Israil (Igor) Isaakowitsch Gurjewitsch

„Und ich habe wie durch ein Wunder überlebt. Warum? Ich hatte in der Schule Deutsch gelernt.“

  • 7. Dez 1921 geboren in Pensa (Russland)

  • 1939 Schulabschluss und Aufnahme am Staatlichen Institut für Theaterkunst in Moskau

  • Sep 1939 Rückkehr nach Pensa wegen bevorstehender Einberufung

  • Okt 1939 arbeitet am Theater Pensa

  • Feb 1940 Armeedienst bei Kiew

  • Sommer 1940 Armeedienst in Bessarabien

  • Juni 1941 Leiter einer Geheimabteilung beim Stab eines Artillerieregiments

  • 25. Juni 1941 Erste Kämpfe gegen die deutsche Wehrmacht bei Kremenez

  • 7. Juli 1941 Verwundung und Gefangennahme

  • Juli – Sep 1941 in verschiedenen Front-Stalags unter freiem Himmel

  • 1. Okt 1941 Stalag VIII F (318) Lamsdorf, Registrierung als Kriegsgefangener

  • 16. Okt 1941 in einem Transport mit 2.500 Kriegsgefangenen ins KZ Groß-Rosen

  • Jan 1945 Räumung des KZ Groß-Rosen, Transport ins Außenlager Reichenau

  • 10. Feb 1945 Überstellung ins KZ Leitmeritz (Außenlager des KZ Flossenbürg), erhält eine Haftnummer

  • 8. Mai 1945 Befreiung

  • Mai 1945 wieder im Dienst der Roten Armee, bald Aufnahme im Gesangs- und Tanzensemble

  • Sep 1945 Verhaftung wegen Vaterlandsverrats

  • 10. Dez 1945 Verurteilung in Dresden zu 15 Jahren Strafarbeit

  • 1946 Überführung ins Arbeitslager in Workuta, Arbeit in der Kantine, dann im Bergwerk

  • Mai 1956 vorzeitige Entlassung, wohnt in Leningrad und Moskau bei seinen Geschwistern

  • Juli 1956 Rückkehr nach Pensa

  • Okt 1957 Arbeit als Normer im Möbelkombinat

  • 1958 Beginn eines Studiums an der Bauhochschule

  • 1960 Arbeit beim Wohnungsbaukombinat

  • 1962 verliert Arbeit, Studienplatz und Wohnung aufgrund seiner Vergangenheit als Kriegsgefangener

  • 21. Jan 1963 Rehabilitierung, Wiederaufnahme des Studiums und der Arbeit

  • 1964 Studienabschluss mit Auszeichnung

  • 1965 Leiter der technischen Abteilung des Kombinats für Sanitärtechnik

  • 1984 Leiter der Vertrags- und Finanzabteilung im Kombinat für Sanitärtechnik

  • 1994 besucht mit seiner Frau und einem befreundeten Paar die KZ-Gedenkstätte Groß-Rosen

  • 2005 Zeitzeugeninterview mit Memorial

Lebensstationen

Moskau *Pensa Kremenez Łambinowice Groß-Rosen Reichenau Leitmeritz Dresden Workuta St.

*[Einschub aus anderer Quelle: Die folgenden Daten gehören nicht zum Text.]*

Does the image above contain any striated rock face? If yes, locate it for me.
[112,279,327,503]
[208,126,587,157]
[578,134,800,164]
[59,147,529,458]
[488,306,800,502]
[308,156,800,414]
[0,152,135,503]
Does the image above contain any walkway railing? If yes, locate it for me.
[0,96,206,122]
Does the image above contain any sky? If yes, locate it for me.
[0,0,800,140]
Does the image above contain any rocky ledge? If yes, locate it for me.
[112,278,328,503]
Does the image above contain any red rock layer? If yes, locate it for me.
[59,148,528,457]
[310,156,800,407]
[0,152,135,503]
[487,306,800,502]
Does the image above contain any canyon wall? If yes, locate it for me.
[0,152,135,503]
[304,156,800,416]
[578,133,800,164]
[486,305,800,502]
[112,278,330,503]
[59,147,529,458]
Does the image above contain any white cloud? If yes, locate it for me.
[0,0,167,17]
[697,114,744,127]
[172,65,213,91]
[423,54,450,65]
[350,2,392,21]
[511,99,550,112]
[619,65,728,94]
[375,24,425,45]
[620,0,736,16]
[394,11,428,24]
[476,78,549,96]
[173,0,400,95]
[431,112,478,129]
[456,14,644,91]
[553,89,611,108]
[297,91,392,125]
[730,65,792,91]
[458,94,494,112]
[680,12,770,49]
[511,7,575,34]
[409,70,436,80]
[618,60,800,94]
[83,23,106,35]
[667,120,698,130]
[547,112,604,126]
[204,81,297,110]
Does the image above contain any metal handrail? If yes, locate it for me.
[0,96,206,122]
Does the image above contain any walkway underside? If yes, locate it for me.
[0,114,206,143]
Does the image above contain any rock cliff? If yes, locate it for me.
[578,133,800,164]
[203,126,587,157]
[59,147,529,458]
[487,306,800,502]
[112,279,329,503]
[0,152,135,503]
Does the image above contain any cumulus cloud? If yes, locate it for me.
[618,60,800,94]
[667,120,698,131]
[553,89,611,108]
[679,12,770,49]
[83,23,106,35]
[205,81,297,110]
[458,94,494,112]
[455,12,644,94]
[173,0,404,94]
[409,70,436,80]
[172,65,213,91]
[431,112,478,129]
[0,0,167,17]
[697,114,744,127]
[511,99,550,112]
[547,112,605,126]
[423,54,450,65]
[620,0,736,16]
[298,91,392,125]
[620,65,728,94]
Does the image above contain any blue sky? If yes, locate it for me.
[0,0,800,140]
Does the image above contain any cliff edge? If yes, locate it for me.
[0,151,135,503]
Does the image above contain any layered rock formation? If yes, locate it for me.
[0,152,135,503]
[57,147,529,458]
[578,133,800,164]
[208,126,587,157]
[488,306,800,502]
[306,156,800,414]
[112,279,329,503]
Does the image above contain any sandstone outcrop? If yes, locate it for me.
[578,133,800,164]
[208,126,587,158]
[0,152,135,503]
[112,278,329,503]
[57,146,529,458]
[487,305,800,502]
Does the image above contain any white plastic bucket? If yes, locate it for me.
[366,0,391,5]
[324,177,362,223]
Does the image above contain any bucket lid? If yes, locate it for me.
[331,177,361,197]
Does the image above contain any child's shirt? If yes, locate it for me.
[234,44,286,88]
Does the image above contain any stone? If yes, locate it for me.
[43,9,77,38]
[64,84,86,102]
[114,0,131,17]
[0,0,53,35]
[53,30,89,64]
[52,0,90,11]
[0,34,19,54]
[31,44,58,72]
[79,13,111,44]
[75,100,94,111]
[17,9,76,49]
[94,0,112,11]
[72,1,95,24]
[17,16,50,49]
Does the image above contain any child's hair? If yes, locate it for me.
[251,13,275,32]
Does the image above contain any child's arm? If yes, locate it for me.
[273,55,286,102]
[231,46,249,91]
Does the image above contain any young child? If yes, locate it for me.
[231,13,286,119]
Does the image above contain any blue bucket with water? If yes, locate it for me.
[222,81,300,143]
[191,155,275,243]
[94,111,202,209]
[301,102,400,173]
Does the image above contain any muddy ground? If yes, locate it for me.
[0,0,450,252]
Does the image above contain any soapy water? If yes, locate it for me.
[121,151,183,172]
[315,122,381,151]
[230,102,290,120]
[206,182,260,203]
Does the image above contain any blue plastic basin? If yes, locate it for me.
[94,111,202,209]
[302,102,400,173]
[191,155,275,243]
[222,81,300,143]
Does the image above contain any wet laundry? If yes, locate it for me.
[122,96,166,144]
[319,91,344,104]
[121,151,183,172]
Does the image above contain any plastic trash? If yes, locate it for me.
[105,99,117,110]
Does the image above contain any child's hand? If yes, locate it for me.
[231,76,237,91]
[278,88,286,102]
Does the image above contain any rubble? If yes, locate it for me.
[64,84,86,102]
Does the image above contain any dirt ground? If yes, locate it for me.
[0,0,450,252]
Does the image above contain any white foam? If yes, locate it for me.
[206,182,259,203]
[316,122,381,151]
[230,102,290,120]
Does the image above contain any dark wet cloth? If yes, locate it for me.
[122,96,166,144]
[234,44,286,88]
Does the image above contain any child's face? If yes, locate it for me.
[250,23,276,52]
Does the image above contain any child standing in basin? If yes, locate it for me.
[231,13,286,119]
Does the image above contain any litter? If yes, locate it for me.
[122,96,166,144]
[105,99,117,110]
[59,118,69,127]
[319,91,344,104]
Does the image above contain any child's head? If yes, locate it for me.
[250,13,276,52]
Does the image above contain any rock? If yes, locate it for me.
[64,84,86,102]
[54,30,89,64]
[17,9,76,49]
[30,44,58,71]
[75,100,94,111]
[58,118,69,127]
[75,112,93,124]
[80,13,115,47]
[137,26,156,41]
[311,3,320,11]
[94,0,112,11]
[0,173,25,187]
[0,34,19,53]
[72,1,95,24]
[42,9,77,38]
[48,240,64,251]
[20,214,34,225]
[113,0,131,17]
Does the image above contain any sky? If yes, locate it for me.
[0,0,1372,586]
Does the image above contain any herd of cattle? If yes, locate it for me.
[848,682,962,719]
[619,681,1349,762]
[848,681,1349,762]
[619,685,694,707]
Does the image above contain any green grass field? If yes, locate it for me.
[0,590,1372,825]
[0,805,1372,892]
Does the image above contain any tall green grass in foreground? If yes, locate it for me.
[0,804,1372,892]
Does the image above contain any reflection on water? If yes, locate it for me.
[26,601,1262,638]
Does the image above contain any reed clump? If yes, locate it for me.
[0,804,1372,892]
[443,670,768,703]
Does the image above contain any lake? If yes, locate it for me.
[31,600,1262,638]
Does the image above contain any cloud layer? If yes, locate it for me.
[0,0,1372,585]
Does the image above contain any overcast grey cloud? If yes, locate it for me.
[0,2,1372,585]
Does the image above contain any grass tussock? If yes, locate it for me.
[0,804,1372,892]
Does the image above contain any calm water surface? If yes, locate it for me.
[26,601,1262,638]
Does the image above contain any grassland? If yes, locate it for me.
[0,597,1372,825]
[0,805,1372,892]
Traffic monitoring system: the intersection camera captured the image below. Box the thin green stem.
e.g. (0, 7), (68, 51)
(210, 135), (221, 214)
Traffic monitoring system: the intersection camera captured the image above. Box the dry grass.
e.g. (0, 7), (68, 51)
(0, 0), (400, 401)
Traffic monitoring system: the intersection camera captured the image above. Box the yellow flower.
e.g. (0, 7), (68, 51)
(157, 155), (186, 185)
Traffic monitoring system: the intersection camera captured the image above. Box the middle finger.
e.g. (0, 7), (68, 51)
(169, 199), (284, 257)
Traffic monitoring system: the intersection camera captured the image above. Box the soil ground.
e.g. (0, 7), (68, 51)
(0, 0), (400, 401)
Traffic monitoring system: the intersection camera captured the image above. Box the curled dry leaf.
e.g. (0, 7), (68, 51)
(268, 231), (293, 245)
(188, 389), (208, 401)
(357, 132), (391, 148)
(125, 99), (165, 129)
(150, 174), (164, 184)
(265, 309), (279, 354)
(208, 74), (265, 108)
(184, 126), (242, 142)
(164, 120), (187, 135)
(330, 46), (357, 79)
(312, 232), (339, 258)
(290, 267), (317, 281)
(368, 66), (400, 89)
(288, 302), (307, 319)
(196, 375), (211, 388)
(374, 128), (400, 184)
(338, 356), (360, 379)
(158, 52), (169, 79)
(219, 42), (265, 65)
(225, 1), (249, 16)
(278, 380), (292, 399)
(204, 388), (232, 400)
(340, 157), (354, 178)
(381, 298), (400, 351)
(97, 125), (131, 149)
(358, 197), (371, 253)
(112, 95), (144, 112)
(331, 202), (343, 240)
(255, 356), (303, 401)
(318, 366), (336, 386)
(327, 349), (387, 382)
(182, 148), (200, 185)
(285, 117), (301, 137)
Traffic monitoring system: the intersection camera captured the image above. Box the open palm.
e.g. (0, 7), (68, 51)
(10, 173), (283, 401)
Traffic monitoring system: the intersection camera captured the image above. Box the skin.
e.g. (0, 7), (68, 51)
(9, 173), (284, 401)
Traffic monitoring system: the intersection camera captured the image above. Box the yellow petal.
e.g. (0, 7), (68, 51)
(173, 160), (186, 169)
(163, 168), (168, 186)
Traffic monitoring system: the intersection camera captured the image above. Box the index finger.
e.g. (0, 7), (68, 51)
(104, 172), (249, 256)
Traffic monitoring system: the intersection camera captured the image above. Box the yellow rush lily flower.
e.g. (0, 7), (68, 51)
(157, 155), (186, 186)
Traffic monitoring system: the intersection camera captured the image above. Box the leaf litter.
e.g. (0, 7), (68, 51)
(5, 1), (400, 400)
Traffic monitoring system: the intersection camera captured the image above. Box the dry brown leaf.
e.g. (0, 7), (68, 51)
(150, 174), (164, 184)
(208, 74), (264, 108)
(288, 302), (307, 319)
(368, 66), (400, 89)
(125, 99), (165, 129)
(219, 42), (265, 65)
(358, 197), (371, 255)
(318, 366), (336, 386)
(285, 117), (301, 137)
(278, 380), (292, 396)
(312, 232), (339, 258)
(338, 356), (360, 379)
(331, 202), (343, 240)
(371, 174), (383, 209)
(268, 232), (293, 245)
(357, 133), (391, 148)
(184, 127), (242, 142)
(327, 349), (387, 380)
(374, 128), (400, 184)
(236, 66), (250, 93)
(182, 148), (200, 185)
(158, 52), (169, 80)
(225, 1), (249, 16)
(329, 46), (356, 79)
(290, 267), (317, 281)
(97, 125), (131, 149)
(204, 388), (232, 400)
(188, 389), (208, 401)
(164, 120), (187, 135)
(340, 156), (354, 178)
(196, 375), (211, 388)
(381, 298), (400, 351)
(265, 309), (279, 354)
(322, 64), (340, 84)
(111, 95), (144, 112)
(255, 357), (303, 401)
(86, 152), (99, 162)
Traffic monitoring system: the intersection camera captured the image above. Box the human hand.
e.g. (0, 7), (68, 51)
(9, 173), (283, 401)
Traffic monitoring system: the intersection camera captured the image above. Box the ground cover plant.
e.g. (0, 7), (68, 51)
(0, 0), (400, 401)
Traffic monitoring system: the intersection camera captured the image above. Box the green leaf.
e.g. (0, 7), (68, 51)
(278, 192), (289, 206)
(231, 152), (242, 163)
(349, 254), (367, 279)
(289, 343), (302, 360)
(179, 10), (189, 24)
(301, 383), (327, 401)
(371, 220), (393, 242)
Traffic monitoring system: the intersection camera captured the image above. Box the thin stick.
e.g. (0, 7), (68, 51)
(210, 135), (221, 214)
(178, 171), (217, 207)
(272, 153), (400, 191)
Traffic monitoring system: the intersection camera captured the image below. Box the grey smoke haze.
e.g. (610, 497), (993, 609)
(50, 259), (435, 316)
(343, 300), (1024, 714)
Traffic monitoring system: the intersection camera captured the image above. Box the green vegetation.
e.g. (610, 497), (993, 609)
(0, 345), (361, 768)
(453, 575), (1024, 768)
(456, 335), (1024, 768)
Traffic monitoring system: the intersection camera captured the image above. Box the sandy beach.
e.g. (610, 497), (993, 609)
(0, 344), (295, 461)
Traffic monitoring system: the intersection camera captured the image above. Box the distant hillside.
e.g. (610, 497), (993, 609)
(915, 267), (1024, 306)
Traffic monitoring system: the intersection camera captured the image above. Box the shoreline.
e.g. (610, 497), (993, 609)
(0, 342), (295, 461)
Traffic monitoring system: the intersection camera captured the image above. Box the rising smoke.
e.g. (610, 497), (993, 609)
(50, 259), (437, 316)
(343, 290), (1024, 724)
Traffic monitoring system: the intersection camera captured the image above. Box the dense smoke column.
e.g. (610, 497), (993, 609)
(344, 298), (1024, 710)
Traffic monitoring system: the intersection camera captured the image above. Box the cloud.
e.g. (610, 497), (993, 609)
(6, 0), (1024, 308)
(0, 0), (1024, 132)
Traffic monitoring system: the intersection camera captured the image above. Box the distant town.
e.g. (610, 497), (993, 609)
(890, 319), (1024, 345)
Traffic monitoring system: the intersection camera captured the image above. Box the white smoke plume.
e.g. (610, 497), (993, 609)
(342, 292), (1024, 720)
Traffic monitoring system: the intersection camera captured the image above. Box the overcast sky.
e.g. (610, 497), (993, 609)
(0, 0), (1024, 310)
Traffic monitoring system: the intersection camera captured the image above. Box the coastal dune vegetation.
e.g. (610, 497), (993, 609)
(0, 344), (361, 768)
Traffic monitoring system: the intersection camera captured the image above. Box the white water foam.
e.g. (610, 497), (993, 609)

Petersburg

Der Glücksname

Israil Gurjewitsch wird am 7. Dezember 1921 in Pensa geboren. Igor Gurow kommt angeblich am 7. Dezember 1921 in Moskau zur Welt. In Wirklichkeit gibt es ihn gar nicht: Israil hat Igor erfunden, um vor den Deutschen seine jüdische Herkunft zu tarnen. Und das hat funktioniert. Entgegen jeder Wahrscheinlichkeit hat Israil die Gefangenschaft in verschiedenen deutschen Stalags und KZs überlebt. Daher bleibt er nach dem Krieg bei diesem „Glücksnamen“: Er nennt sich Igor, Israil steht nur noch in seinem Pass.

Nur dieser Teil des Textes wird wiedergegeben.